SkyCiv and its modules are a powerful set of tools from which users can model, analyze, and design. Due to its intuitive and powerful 3D modeling and analytical capabilities, SkyCiv 3D allows for multitudes of variability for structural engineering projects.


In the case of John Marhoefer, P.E., Managing Partner of Entech Innovative Engineering, the capabilities of SkyCiv provided a robust and adaptive platform for important engineering decisions related to a large children’s climbing structure built within the Ronald Regan Building, the new location of the National Children’s Museum in Washington, D.C.


Dream Machine Project, National Children’s Museum, Washington, D.C.

Type: Institutional

Engineer: Entech Innovative Engineering

Entech Innovative Engineering, founded by John in 1993, is a design, engineer and build company providing specialized structures and mechatronics for industry, science, art, and entertainment clients. Building a special climbing structure for the National Children’s Museum on schedule and within budget, John needed a powerful structural engineering tool to make founded engineering decisions with alacrity.

“SkyCiv is well designed for the practicing engineer, including straightforward interface and clear results with very friendly and adaptive features,” John said. “Using SkyCiv we are able to develop, optimize, share and document our engineering designs quickly and efficiently. SkyCiv has become an indispensable tool for us.”

About the Project

Located at 1300 Pennsylvania Avenue, Washington D.C., the new location for the National Children’s Museum is between the White House at one end and the U.S. Capitol Building on the other. The Dream Machine is a three-story children’s climbing structure, the creative idea of Gyroscope Studios of Oakland, California, and is THE iconic statement of the museum. It is the large, high profile structure that all the visiting children want to interact with time and time again and keeps them coming back.

While the Gyroscope team defined the creative intent, it became the job of Entech Innovative Engineering to develop the creative design into an engineered and buildable structure on time and within budget.

The Challenge

The National Children’s Museum is tenant - occupying approximately 25,000 square feet of the existing General Services Administration (GSA) Ronald Regan Building originally completed in 1997, the second largest government building in the country. The creative design was developed with simply a passing regard to the constraints and demands of actual engineered structure. To work in the tenant’s space, Entech had to engineer a solution that met the creative and operational objectives while accommodating the constraints, demands and capacities of pre-existing space. This required a considerable amount of iterative engineered design. In more than one instance, as new design developed, new constraints emerged requiring ongoing design re-configurations.
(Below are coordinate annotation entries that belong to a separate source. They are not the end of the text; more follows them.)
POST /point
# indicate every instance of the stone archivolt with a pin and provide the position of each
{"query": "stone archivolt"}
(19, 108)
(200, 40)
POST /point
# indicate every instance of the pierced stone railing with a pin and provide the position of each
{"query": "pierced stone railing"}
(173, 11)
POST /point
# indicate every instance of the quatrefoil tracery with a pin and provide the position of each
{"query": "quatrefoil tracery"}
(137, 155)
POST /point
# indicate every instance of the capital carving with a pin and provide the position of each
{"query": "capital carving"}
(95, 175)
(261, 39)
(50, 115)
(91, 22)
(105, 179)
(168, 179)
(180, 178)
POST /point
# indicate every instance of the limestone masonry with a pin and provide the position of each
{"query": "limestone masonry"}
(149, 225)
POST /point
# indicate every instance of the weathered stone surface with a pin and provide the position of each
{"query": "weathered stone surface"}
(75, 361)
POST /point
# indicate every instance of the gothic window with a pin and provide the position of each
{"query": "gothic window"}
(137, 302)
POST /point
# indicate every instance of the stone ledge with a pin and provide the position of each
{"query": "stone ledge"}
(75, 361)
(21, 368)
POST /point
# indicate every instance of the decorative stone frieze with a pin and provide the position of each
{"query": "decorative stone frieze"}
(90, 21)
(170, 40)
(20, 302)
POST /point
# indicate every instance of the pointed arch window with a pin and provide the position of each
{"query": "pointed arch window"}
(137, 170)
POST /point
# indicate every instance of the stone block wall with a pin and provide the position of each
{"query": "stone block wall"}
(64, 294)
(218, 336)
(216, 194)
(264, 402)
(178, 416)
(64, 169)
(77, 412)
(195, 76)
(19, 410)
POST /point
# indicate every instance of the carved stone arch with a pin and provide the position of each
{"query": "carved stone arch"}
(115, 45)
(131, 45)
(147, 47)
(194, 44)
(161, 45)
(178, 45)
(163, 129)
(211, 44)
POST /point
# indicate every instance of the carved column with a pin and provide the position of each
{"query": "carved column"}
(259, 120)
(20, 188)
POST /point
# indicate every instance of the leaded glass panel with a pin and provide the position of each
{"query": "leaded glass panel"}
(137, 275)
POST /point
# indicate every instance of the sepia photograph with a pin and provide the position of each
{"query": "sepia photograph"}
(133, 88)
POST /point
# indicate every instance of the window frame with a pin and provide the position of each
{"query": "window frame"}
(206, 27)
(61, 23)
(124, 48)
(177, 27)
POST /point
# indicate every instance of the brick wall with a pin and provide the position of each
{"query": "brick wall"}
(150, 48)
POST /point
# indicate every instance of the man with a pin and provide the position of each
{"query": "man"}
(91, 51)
Dream Machine National Children's Museum

The Dream Machine design called for unorthodox 3D design details and non-orthogonal framing that SkyCiv was able to accommodate. Toward that end, John adds, “SkyCiv is a powerful and readily accessible analytical and design tool. The relative simplicity of the platform belies the power it can provide. SkyCiv was easily able to handle atypical geometries and curved members and surfaces which helped us make important design and detailing decisions to assist in maintaining our budget and schedule targets.”


Using SkyCiv, the Entech team was able to accommodate design changes expeditiously, knowing that the structural developments each time met the engineering requirements for them.

Dream Machine National Children's Museum

How it was Designed

Entech was able to model each of the major assemblies that comprise the system, as well as separate models where necessary, to investigate local details. The SkyCiv curved member and surface modules were particularly of use in determining designs optimized for constructability.

SkyCiv dream machine rendering

The documentation capability of SkyCiv, including the “hand calculation” feature, was an important part of the engineering quality assurance that went into the design.

SkyCiv dream machine rendering

SkyCiv offers a multitude of design modules and features that improve design decisions by being able to quickly assess different form factors and assemblies.

Furthermore, the strong and easily accessible tutorial underpinning within the SkyCiv eco-sphere made integrating new design team members straightforward and quickly productive.

How SkyCiv Helped

When asked how SkyCiv helped, John’s answer included several benefits, including the ease of understanding the tools and interface, the clarity of the results, the cloud-based aspect, the on-line educational tutorials and the customer service.

Of those, John said SkyCiv’s accessibility, the on-line tutorials and understandable and usable GUI’s and robustness of the design modules underpins Entech’s continued commitment to SkyCiv.

“I hired several new engineers recently and while none had prior experience with SkyCiv, all of them within a short period of time were highly productive with its use,” John said. “Using SkyCiv, we were able to develop a robust, buildable, cost effective iconic structure for the client and document all of our engineering decisions clearly and concisely,” John stated.